Artificial Intelligence (AI) Policy
Keteg: Jurnal Pengetahuan, Pemikiran dan Kajian Tentang Bunyi acknowledges the rapid advancement and increasing use of Artificial Intelligence (AI) tools, including Large Language Models (LLMs) such as ChatGPT, Claude, and Gemini, in academic research and writing. To maintain the highest standards of scientific integrity, we strictly adhere to the guidelines set forth by the Committee on Publication Ethics (COPE) regarding AI authorship and usage.

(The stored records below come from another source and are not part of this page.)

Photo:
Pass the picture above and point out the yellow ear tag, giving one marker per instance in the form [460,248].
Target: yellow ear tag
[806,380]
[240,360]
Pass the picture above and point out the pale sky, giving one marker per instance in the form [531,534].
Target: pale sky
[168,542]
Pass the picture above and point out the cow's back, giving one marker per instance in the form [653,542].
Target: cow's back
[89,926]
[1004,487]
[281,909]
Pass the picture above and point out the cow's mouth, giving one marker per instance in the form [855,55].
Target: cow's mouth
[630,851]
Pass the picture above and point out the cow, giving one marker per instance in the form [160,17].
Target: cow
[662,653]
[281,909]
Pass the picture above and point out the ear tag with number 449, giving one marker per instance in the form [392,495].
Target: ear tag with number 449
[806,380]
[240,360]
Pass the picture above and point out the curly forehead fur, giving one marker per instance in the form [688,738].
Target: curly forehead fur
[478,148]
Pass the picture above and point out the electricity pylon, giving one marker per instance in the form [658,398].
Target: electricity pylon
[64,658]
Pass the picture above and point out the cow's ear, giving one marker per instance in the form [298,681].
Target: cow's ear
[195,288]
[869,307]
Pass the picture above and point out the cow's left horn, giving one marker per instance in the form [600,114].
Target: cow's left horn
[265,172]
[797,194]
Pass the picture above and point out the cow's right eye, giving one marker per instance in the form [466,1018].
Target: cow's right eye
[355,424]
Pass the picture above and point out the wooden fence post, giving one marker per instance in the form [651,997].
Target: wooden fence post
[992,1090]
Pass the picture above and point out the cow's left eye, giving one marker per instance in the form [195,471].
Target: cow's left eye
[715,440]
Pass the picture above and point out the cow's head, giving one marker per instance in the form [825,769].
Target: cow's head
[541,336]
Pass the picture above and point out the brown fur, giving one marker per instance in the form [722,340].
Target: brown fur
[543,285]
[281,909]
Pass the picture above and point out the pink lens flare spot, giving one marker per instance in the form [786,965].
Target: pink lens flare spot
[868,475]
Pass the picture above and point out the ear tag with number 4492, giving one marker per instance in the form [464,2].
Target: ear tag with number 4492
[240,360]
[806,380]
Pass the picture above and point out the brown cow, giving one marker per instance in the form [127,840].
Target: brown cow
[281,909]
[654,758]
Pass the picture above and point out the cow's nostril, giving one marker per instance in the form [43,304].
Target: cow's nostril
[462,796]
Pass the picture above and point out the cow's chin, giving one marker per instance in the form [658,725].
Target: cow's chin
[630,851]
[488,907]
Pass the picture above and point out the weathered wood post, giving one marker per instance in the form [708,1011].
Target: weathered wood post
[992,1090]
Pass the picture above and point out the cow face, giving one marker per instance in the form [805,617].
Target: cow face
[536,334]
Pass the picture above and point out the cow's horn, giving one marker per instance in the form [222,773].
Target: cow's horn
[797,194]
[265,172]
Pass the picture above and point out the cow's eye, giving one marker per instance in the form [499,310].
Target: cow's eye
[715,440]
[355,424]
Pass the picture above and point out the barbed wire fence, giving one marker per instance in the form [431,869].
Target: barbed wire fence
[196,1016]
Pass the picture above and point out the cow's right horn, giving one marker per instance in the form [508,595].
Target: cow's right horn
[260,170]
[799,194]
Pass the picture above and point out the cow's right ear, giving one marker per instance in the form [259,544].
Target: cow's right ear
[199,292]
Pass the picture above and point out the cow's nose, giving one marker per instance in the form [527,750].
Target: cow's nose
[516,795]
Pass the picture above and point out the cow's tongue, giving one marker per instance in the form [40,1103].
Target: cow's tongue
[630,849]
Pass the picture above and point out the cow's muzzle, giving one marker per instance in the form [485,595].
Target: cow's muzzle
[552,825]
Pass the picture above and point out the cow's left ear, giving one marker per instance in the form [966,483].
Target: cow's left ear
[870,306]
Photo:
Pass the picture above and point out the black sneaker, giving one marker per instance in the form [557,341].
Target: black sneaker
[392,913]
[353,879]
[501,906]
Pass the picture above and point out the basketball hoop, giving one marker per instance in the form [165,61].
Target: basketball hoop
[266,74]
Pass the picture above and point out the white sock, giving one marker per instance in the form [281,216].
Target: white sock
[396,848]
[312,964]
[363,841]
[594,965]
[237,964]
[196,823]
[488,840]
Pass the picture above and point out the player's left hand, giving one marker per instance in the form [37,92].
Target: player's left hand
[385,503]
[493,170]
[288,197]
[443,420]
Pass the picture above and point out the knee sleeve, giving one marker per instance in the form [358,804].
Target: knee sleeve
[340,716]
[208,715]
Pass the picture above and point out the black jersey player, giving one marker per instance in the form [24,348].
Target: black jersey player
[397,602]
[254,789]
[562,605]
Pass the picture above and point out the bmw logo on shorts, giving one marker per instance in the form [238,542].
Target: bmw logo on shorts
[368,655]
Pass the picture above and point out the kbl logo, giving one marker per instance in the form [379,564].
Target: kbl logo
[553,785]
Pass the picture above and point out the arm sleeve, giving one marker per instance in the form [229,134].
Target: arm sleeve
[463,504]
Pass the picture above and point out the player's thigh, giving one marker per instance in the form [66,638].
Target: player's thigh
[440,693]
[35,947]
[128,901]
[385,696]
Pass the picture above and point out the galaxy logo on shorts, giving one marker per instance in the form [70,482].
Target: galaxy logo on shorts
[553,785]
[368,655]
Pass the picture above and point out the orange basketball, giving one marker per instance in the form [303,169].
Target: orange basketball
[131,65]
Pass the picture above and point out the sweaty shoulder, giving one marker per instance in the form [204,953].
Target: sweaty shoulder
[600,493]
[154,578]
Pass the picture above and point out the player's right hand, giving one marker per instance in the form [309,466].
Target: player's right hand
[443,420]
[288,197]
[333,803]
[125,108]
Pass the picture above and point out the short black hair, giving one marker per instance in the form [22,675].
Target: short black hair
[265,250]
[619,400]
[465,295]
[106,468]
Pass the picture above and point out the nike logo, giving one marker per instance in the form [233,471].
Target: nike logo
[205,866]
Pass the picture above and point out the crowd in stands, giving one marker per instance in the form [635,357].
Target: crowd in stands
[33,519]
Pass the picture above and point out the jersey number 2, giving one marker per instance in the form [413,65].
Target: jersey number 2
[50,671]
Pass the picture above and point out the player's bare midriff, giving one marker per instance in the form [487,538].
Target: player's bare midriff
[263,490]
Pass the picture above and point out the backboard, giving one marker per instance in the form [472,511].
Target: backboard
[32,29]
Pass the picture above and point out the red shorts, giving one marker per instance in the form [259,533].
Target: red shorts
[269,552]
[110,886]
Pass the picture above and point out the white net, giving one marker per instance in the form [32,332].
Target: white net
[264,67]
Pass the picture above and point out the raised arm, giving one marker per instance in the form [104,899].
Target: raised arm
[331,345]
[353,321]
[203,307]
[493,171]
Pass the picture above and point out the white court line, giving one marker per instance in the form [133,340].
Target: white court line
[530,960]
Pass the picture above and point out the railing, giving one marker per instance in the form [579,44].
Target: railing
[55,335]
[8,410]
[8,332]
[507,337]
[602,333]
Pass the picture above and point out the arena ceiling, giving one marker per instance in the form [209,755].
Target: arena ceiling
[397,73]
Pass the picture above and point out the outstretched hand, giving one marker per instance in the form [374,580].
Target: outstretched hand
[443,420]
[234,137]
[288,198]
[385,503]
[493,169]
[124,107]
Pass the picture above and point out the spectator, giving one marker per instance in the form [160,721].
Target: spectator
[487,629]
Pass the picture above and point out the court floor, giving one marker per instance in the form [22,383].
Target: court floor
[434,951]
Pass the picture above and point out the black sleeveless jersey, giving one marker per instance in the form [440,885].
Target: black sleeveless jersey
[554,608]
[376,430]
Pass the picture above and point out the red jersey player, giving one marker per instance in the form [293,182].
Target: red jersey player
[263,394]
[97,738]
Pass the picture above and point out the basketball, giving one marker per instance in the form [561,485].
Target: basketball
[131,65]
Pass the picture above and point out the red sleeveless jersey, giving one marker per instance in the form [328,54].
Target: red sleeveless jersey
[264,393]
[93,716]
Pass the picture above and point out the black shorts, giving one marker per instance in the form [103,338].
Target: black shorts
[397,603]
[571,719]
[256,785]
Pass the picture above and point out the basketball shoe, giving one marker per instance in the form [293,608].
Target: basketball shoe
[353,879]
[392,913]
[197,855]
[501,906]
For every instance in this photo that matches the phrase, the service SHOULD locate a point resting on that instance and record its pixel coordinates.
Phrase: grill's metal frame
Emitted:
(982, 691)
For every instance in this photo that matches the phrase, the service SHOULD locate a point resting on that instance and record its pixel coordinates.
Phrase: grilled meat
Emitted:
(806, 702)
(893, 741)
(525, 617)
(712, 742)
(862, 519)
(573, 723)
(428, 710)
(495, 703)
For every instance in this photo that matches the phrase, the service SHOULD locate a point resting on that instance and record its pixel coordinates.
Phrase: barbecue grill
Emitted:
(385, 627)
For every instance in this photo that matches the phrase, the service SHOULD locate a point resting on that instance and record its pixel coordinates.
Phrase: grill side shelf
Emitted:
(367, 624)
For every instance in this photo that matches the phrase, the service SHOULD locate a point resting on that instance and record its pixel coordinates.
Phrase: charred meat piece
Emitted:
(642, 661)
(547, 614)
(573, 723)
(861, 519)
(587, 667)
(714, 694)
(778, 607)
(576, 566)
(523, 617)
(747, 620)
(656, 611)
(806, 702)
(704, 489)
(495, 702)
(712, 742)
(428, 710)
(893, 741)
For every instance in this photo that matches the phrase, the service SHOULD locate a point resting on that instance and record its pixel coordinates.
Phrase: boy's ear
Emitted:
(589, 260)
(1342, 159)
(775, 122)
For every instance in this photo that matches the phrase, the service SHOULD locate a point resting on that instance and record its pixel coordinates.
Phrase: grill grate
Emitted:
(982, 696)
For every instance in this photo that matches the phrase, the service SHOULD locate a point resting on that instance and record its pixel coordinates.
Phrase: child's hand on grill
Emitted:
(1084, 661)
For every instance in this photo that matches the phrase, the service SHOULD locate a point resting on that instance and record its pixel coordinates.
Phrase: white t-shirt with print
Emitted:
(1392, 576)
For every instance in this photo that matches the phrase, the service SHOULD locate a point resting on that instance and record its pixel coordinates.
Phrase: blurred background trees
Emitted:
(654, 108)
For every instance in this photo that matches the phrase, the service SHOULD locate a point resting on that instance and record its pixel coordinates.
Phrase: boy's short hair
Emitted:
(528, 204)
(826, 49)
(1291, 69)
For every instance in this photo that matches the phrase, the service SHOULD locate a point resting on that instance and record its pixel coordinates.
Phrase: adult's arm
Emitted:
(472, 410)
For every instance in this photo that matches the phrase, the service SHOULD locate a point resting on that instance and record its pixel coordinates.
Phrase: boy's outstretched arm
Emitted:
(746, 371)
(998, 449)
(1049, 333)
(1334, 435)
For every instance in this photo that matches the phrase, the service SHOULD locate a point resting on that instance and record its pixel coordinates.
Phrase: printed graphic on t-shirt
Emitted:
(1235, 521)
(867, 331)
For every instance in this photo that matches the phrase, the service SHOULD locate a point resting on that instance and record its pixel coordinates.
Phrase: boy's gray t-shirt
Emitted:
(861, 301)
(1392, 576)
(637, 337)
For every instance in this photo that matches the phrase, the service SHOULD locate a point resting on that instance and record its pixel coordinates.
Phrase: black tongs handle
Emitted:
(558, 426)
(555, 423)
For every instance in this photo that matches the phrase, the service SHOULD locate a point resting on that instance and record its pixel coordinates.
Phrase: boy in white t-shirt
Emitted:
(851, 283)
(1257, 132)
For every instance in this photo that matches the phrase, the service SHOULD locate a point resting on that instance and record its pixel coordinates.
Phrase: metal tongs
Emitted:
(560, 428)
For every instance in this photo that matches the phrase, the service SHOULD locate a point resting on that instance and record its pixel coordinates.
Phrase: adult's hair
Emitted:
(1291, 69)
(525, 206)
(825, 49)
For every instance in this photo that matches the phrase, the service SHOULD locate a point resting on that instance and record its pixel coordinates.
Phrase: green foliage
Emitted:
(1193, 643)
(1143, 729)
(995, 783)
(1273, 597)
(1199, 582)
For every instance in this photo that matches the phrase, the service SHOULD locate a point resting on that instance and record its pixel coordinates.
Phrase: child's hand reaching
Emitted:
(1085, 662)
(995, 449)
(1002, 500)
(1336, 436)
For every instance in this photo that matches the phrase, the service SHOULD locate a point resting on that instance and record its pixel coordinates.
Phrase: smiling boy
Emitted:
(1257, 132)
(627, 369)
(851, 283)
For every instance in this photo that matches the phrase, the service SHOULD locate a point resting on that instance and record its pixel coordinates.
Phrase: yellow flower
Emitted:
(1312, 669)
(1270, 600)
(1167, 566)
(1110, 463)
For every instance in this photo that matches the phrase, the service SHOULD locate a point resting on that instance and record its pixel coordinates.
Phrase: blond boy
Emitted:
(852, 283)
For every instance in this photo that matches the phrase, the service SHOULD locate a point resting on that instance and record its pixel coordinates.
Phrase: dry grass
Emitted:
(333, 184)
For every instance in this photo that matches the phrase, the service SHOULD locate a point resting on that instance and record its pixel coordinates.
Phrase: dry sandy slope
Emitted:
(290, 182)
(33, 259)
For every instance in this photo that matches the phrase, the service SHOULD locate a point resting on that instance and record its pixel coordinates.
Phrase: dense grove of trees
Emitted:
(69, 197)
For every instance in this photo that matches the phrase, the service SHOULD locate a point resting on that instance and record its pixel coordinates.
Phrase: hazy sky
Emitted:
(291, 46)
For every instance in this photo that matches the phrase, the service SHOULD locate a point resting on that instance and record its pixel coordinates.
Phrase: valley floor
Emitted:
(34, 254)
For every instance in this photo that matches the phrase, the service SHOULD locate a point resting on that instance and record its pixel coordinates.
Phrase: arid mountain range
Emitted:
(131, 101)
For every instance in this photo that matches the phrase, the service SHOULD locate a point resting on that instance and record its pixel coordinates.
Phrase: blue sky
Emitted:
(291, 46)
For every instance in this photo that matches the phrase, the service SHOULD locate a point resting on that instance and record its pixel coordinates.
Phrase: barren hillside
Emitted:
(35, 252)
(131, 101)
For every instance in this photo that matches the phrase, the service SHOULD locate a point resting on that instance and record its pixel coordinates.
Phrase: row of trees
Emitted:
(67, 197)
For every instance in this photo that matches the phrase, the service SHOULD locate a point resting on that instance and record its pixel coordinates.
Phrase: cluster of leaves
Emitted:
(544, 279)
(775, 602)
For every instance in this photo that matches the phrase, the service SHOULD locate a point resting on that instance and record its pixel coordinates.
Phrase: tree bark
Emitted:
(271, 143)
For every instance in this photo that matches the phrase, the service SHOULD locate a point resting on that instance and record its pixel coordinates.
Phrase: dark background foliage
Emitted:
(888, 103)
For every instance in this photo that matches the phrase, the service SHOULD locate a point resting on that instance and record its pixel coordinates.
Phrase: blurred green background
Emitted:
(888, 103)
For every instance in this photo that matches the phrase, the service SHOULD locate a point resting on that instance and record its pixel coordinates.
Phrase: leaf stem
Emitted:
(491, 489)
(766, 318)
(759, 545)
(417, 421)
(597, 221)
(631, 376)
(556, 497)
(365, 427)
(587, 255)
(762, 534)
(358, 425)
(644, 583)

- Authorship and Accountability
AI tools and LLMs cannot be credited as an author, co-author, or corresponding author on any submitted manuscript. AI systems cannot take legal, ethical, or intellectual responsibility for the published work, nor can they assert the presence or absence of conflicts of interest. Human authors hold full and absolute responsibility for the accuracy, originality, and integrity of the entire manuscript, including any AI-generated content. Authors must carefully review AI outputs to ensure there are no fabricated data, biased statements, or factual hallucinations. - Transparency and Disclosure
Authors who use AI tools to assist in the writing process (e.g., for language polishing, translation, or structural editing), data collection, or data analysis must explicitly disclose this usage in the manuscript. This disclosure must be placed in the Methods section or a dedicated Acknowledgments section, clearly stating the name of the AI tool, its version, and specifically how it was utilized. - Image and Media Generation
The use of generative AI to create or manipulate images, musical notations, or figures is strictly prohibited unless the AI-generated media is the direct subject of the research (e.g., a study on AI-generated music). This exception must be clearly justified in the methodology. All visual and audio data must represent genuine, human-led research or creative processes. - Confidentiality in Peer Review
Peer-reviewers and editors are strictly prohibited from uploading submitted manuscripts into public AI tools or LLMs to assist in evaluating the paper or generating review reports. Doing so is a direct violation of the journal's double-blind peer-review confidentiality policy, as public AI tools may retain, learn from, and potentially leak the uploaded unpublished data.